Elgar took piano and violin lessons, but his father couldn’t afford to send him to the conservatory to study music and so he never got any additional training. Still, he is one of the most popular British composers of all time. Some of his music includes Salut d’amour and Pomp and Circumstance.
Even though Satie did go to the conservatory for a while, he was kicked out the first time. The second time, he decided to escape and join the military. His teachers described him as the laziest student they had and thought that he had no talent.
Villa-Lobos’ mother didn’t want him to pursue music, which made him leave home early. He traveled around Brazil and learned composition by playing and listening to different kinds of folk music, as well as listening to the sounds of the Amazon. There are even stories of him surviving an encounter with cannibals, but it’s unclear if that really happened.
Anyway, he seemed to pick up a lot during his travels. He claimed that he had learned music from a bird in the jungles of Brazil, not from academies. These sources of inspiration are not hard to imagine when listening to Bachianas Brasileiras, for example.
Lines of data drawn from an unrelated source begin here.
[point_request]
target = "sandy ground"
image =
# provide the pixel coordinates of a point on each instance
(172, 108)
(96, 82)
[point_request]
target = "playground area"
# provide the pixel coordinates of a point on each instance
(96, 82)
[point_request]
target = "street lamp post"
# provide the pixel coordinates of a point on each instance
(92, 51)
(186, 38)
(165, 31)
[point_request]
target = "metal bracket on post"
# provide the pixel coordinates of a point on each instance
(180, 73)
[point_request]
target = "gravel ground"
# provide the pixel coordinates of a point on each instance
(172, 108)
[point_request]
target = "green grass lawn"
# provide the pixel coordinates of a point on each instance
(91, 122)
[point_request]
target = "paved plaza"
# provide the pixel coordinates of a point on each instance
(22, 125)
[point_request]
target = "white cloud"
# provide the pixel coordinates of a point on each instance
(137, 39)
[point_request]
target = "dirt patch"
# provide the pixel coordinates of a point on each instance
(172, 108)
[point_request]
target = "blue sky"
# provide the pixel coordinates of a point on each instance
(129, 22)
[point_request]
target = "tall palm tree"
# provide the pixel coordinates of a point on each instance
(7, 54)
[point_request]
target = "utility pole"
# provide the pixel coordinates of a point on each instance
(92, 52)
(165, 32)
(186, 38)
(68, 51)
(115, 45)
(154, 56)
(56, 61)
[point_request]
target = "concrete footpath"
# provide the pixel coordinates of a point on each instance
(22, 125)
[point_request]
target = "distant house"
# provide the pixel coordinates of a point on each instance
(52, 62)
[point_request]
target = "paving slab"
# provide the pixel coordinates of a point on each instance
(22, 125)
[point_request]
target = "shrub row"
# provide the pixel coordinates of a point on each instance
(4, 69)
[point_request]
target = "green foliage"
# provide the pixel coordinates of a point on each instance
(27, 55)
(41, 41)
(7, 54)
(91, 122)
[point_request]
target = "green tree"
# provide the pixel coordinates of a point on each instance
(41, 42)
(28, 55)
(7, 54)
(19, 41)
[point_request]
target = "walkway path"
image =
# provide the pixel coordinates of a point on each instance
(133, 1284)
The first famous female American composer, Amy Beach, was a true child prodigy. When she was a year old, she could sing 40 different songs. When she was four, she composed music even when she was at her grandfather’s, where there was no piano.
Amy took piano lessons and briefly studied harmony and counterpoint when she was 14. She was an amazing pianist and loved to perform. She learned more about composing by reading books and experimenting. When she was 18, she got married to a man who was 24 years older than her. He didn’t want her to study with a tutor, so that was the end of her training. He also didn’t find it suitable for a lady to perform, so she had to limit her performance to twice a year, and only participate in charity concerts. When her husband died, she made up for it by performing in Europe and teaching the piano.
Schoenberg never got any formal training. He only took some counterpoint lessons thanks to his friend, the composer Alexander von Zemlinsky, who later married his sister. It is likely that his lack of traditional musical education contributed to his experimentation with atonality and 12-tone music. If you don’t know much about the rules, it’s easier to break them!